Le plus fou, c’est d’avoir pris le risque de se réapproprier les canons narratifs et esthétiques de plusieurs médias (en l’occurrence le genre hook Nouvelle étoile et les chaînes YouTube avec leurs vloggers pleins de frimeurs hystériques) pour détourner sa logique du point de vue de l’imaginaire queer. À cet égard, il est absurde de reprocher au film de recourir sans cesse aux gimmicks kitsch et à l’auto-parodie à plein régime, puisque toute la force de cet imaginaire réside dans le fait de se réapproprier les codes et les modes pour les retravailler sous un angle qui ne pourrait être plus coloré. Alexis Langlois agit donc en DJ décomplexé, pétrissant et compilant tout ce qui peut stimuler son œil de cinéaste et son cortex cinéphile. Alors bousculez-vous ici pour divers clins d’œil à George Cukor, à Pedro Almodovar, à Jean Genet, aux stars adolescentes de la pop music (Britney Spears, Mariah Carey, Mylène Farmer, Alizée ou Ophélie Winter), au concours médiatique cryto-M6 en toile de fond. de romance shakespearienne, avec une comédie musicale transgenre pour rendre les accros de Course de dragstersou encore les artifices les plus outranciers des dessins animés et du pastiche cinéphile. Réalité et fantasme s’entrechoquent ainsi pour un filtrage tous azimuts, terreau d’une énergie incommensurable qui ne ralentit jamais pendant un peu moins de deux heures bien remplies.

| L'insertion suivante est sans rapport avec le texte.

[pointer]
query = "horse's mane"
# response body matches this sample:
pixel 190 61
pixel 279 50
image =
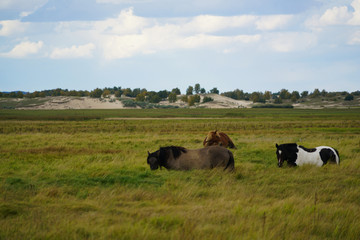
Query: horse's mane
pixel 165 152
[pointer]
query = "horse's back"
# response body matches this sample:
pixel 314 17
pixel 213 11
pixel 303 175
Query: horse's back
pixel 317 156
pixel 204 158
pixel 329 154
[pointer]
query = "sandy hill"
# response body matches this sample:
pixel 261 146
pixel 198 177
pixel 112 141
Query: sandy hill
pixel 111 102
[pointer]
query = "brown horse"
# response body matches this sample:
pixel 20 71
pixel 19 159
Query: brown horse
pixel 180 158
pixel 218 138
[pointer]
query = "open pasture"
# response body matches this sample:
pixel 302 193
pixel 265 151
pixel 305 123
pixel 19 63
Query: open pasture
pixel 76 175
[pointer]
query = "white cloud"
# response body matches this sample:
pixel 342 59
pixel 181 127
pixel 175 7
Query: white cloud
pixel 210 23
pixel 11 27
pixel 122 1
pixel 273 22
pixel 24 7
pixel 289 42
pixel 21 4
pixel 125 23
pixel 335 15
pixel 354 38
pixel 355 20
pixel 24 49
pixel 83 51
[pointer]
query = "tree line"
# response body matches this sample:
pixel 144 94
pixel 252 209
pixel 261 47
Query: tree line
pixel 191 95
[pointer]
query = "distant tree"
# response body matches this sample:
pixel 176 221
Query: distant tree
pixel 197 88
pixel 163 94
pixel 214 90
pixel 118 93
pixel 315 93
pixel 295 95
pixel 127 92
pixel 304 94
pixel 184 98
pixel 285 94
pixel 278 100
pixel 172 97
pixel 267 95
pixel 96 93
pixel 193 99
pixel 197 98
pixel 356 93
pixel 176 91
pixel 12 95
pixel 207 99
pixel 349 97
pixel 257 97
pixel 324 93
pixel 153 97
pixel 106 93
pixel 141 97
pixel 189 90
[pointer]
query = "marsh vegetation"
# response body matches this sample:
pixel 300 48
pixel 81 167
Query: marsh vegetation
pixel 78 175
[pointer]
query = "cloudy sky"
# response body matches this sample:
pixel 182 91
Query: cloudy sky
pixel 253 45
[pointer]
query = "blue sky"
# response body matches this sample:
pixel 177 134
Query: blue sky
pixel 252 45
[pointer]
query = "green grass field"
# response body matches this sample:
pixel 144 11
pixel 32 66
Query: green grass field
pixel 76 175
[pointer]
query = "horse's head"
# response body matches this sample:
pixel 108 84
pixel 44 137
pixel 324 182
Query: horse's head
pixel 212 138
pixel 280 153
pixel 287 152
pixel 153 160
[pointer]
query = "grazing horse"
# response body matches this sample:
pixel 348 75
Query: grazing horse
pixel 180 158
pixel 218 138
pixel 297 155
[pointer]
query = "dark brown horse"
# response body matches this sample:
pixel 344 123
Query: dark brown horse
pixel 218 138
pixel 180 158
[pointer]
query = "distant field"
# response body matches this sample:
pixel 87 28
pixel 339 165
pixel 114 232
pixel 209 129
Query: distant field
pixel 73 174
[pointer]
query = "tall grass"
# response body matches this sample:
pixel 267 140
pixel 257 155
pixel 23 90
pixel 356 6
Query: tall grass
pixel 89 179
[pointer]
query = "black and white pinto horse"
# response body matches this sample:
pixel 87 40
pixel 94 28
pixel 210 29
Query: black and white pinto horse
pixel 297 155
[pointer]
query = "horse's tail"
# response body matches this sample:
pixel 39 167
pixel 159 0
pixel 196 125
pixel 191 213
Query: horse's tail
pixel 227 139
pixel 231 144
pixel 231 162
pixel 337 157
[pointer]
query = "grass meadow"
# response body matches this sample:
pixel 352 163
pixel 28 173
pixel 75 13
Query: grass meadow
pixel 78 175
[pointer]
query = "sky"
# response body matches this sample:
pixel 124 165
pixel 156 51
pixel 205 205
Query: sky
pixel 252 45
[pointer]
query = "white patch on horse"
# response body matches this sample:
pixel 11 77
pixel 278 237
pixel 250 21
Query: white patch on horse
pixel 314 158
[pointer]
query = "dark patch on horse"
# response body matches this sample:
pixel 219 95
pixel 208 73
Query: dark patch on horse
pixel 308 149
pixel 231 162
pixel 165 153
pixel 326 155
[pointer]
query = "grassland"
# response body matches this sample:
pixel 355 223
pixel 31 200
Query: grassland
pixel 77 175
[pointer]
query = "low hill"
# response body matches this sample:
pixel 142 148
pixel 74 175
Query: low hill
pixel 218 101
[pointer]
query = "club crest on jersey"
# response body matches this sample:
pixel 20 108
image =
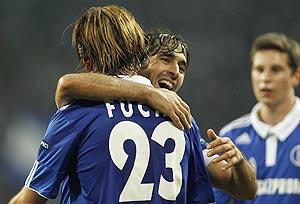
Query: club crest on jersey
pixel 44 144
pixel 295 155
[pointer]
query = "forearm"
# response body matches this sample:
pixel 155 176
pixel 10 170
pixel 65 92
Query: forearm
pixel 244 180
pixel 91 86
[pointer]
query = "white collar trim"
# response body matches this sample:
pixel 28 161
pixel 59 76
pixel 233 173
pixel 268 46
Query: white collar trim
pixel 137 79
pixel 282 129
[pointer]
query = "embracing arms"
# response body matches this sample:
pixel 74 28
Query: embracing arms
pixel 27 196
pixel 99 87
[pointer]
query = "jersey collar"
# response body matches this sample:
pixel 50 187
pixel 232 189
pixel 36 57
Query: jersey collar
pixel 281 130
pixel 137 79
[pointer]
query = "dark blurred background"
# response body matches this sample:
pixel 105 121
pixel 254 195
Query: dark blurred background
pixel 35 53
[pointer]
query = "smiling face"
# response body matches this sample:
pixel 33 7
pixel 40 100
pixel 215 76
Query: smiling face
pixel 166 69
pixel 272 79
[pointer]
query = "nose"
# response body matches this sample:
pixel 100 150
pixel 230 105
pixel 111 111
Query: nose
pixel 174 71
pixel 266 76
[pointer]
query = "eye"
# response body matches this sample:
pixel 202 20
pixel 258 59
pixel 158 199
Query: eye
pixel 276 69
pixel 259 69
pixel 165 59
pixel 182 69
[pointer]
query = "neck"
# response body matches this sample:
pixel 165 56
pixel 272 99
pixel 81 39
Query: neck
pixel 272 115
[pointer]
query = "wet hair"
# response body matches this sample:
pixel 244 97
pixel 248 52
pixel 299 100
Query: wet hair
pixel 280 42
pixel 164 41
pixel 110 39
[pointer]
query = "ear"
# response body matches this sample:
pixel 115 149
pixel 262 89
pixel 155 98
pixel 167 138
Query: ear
pixel 296 77
pixel 87 65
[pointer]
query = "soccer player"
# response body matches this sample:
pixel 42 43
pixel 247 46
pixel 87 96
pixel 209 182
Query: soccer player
pixel 269 136
pixel 111 152
pixel 168 63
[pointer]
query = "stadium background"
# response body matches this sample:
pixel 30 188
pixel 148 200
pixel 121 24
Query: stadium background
pixel 33 57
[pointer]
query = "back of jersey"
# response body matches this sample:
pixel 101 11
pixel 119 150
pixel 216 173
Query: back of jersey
pixel 128 153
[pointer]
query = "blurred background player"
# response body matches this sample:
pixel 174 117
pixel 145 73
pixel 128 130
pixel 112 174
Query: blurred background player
pixel 168 63
pixel 115 152
pixel 270 135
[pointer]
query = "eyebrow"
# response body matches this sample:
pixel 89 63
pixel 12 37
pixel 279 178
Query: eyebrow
pixel 172 55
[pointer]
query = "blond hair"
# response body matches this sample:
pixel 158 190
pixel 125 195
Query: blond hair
pixel 111 39
pixel 280 42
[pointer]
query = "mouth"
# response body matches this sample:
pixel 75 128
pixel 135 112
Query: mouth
pixel 266 91
pixel 164 83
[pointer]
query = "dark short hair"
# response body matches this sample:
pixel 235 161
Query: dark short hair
pixel 164 41
pixel 280 42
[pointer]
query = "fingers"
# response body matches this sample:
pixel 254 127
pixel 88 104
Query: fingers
pixel 227 151
pixel 211 134
pixel 187 112
pixel 176 120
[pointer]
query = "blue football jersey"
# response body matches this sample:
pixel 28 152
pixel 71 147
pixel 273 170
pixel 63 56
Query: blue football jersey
pixel 274 151
pixel 119 152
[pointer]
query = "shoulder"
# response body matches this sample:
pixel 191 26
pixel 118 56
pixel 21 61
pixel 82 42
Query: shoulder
pixel 236 124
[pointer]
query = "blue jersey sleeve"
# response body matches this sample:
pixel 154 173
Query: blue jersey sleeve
pixel 54 156
pixel 200 188
pixel 221 197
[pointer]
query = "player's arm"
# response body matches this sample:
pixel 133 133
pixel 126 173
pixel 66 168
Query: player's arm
pixel 230 171
pixel 94 86
pixel 27 196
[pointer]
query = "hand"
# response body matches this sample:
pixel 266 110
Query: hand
pixel 170 104
pixel 224 147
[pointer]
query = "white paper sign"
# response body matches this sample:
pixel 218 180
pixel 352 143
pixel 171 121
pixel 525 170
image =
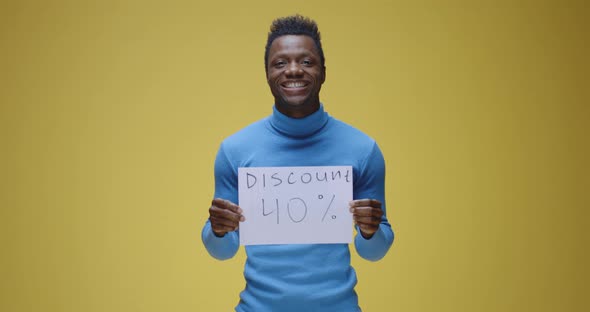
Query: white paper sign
pixel 295 205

Ce que nous en retirons n’est en aucun cas une ébauche qui mobilise toutes sortes d’idées sans souci de cohérence. Revisiter les aléas de monter et descendre d'”Une étoile est née» sous l’angle de la rivalité amoureuse post-adolescente (repère suffisamment familier pour repartir sur de bonnes bases), le récit repose sur une structure solide qui place l’identification affective au-dessus de la simple jouissance visuelle (même si c’est parfois ici la seconde qui soutient le premier), et veille à ce que ses références soient placées dans les bonnes articulations narratives au lieu de les effondrer aveuglément. L’utilisation de codes musicaux, ici une Source qui génère des passages au point de vue. à la fois très drôle et très cru (c’est pas tous les jours qu’on entend des chansons comme Soyez musclé ou Poingé jusqu’au cœur !), suit la même logique en visant à capter le plus précisément possible les variations sentimentales des protagonistes, leurs transformations réciproques au gré des épreuves qu’ils traversent, leur colère quasi punk qui se teinte sans cesse d’une profonde mélancolie, et aussi, plus généralement, les courants musicaux, tantôt lyriques, tantôt colorés, qui caractérisent la galaxie queer. Enfin, en superposant à tout cela la structure d’un conte raconté à l’envers par un YouTubeur amateur de potins, Langlois cube la lecture fantastique de son histoire, comme pour mieux mythifier ses icônes queer et les élever. in fine parmi des icônes colorées dans un point culminant final plus ouvert à l’interprétation qu’il n’y paraît.

Il est cependant évident que le processus rencontre de temps à autre ses propres limites, une telle quantité de travail plastique étant En fait conditionné à se familiariser tôt ou tard avec sa propre surchauffe de manière isolée. De même que certains spectateurs, sans doute peu familiers d’un tel déferlement de codes esthétiques et sensoriels, risquent d’avoir du mal à se sentir dans leurs chaussons au bout de cinq minutes et à rester à quai en jurant sans nuance. Cependant, même si «Reines du drame» soutient fortement sa démarche d’anthologie vivante et vibrante de la culture queer, la générosité dont il fait preuve (infiniment plus cool et respectable que l’ascétisme propre d’un cinéaste derche coincé), la puissance romantique dont il cesse de s’agiter à une vitesse volontairement irrégulière ( ceux qui aiment vivre mille émotions contradictoires en dehors de leur quotidien seront aux anges) et la performance très habitée de ses interprètes (outre les étonnants Gio Ventura et Louiza Aura, mention spéciale à Bilal Hassani dans un rôle assez inattendu) sont là pour la moindre critique.Réunions après minuit» de Yann Gonzalez, on se retrouve ici encore face à un premier film évanescent, aussi riche de singularité que de mélancolie, où le jeu de l’artifice n’est en aucun cas synonyme d’artificialité et où l’universalité des émotions vise à transcender les modes et les opinions bien arrêtées. C’est vivant parce que ça vibre sur l’écran, c’est vibrant parce que ça se vit sur grand écran.